On any given day, my e-mail inbox is likely to contain something from Sen. Saxby Chambliss' office, so I wasn't particularly surprised to find Tuesday that the senator wanted to let the home folks know what he, as a member of the Senate Armed Services Committee, had said that day as the committee held a hearing with Gen. David Petraeus, commander of Multi-National Force-Iraq, and U.S. Ambassador to Iraq Ryan Crocker. Nor was I particularly surprised at what the senator, a stalwart supporter of the war in Iraq - a country he has, to his credit, visited six times during the war - had to say about the conflict. According to the e-mail, Chambliss closed his brief opening remarks by noting, "The situation indeed remains complex, but I believe the surge has been effective, and we need to continue to support our efforts to win in Iraq and win the war on terrorism."
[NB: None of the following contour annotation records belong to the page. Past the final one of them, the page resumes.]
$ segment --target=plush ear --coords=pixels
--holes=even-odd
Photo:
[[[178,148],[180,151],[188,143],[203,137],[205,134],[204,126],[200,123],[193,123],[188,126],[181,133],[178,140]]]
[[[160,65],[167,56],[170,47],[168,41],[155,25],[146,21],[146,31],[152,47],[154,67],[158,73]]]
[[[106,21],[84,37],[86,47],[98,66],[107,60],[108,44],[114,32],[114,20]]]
That's fair enough, but, in light of a couple of recent news reports, it's also reasonable to wonder exactly how interested Chambliss - or, for that matter, anyone else in Congress - is in doing what it actually might take to "support our efforts to win in Iraq and win the war on terrorism."
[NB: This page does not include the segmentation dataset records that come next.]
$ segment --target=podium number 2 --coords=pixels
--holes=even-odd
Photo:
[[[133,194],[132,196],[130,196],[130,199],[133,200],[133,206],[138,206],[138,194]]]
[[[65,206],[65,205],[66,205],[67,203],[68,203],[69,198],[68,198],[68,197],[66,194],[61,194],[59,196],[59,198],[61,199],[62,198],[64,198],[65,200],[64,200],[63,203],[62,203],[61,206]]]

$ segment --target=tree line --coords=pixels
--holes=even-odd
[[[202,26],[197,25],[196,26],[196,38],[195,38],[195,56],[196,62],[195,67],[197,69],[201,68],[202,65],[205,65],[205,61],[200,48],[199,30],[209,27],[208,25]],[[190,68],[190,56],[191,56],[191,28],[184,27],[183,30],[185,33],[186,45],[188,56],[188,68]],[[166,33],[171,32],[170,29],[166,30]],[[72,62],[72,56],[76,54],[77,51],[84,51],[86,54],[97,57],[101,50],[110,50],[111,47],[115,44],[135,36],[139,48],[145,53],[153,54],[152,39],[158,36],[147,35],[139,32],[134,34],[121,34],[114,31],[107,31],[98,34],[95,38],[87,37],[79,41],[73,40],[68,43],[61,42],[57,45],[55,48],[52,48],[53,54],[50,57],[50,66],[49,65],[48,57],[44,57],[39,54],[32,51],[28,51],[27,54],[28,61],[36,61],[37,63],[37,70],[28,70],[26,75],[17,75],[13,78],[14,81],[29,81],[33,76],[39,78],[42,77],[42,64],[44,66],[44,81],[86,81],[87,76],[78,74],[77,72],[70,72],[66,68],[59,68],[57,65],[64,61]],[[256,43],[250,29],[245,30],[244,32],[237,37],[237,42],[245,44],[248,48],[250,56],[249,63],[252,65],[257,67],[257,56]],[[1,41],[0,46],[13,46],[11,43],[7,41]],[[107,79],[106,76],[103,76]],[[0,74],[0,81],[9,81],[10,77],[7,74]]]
First, the Los Angeles Times, in a Friday story, noted that members of the U.S. military's "Joint Chiefs of Staff have repeatedly expressed concern that frequent deployments have strained U.S. ground forces and depleted resources needed elsewhere, particularly in Afghanistan. ... The Pentagon leadership is under new pressure to find additional troops to send to Afghanistan to fulfill a commitment (President) Bush made at a NATO summit last month, a senior Defense official said."
Earlier in the week, USA Today reported that the "percentage of recruits requiring a waiver to join the Army because of a criminal record or other past misconduct has more than doubled since 2004 to one for every eight new soldiers. ... The Army has granted 4,676 conduct waivers among the 36,047 recruited from October through late February. ... A recruit needs a waiver if he or she has one felony or serious misdemeanor or more than three minor misdemeanors." The story notes that most of the waivers involve misdemeanors.
In short, what these two reports show is that a significant segment of the U.S. military is at the limits of its operational capacity, and that, at least as far as the Army is concerned, the quality of the people being brought in to maintain or bolster that capacity has dropped significantly during the past three years. That's not particularly comforting news in terms of this country's ability to sustain, much less prevail in, the war in Iraq and the war on terror.
The inescapable conclusion is that supporting the war effort, as Chambliss and any number of his colleagues profess to do, must now mean sending more people, and better people, into the wars in Iraq and Afghanistan and, presumably, the wider war on terror.
And getting more people and better people into the war means that, sooner rather than later, supporting the war effort - and, by extension, supporting the overextended troops who have been shouldering that burden thus far - will mean supporting a draft.
I wonder whether, if the time comes - as it should - Chambliss and others of similar views will be willing to extend their support for the war to calling actively for a draft.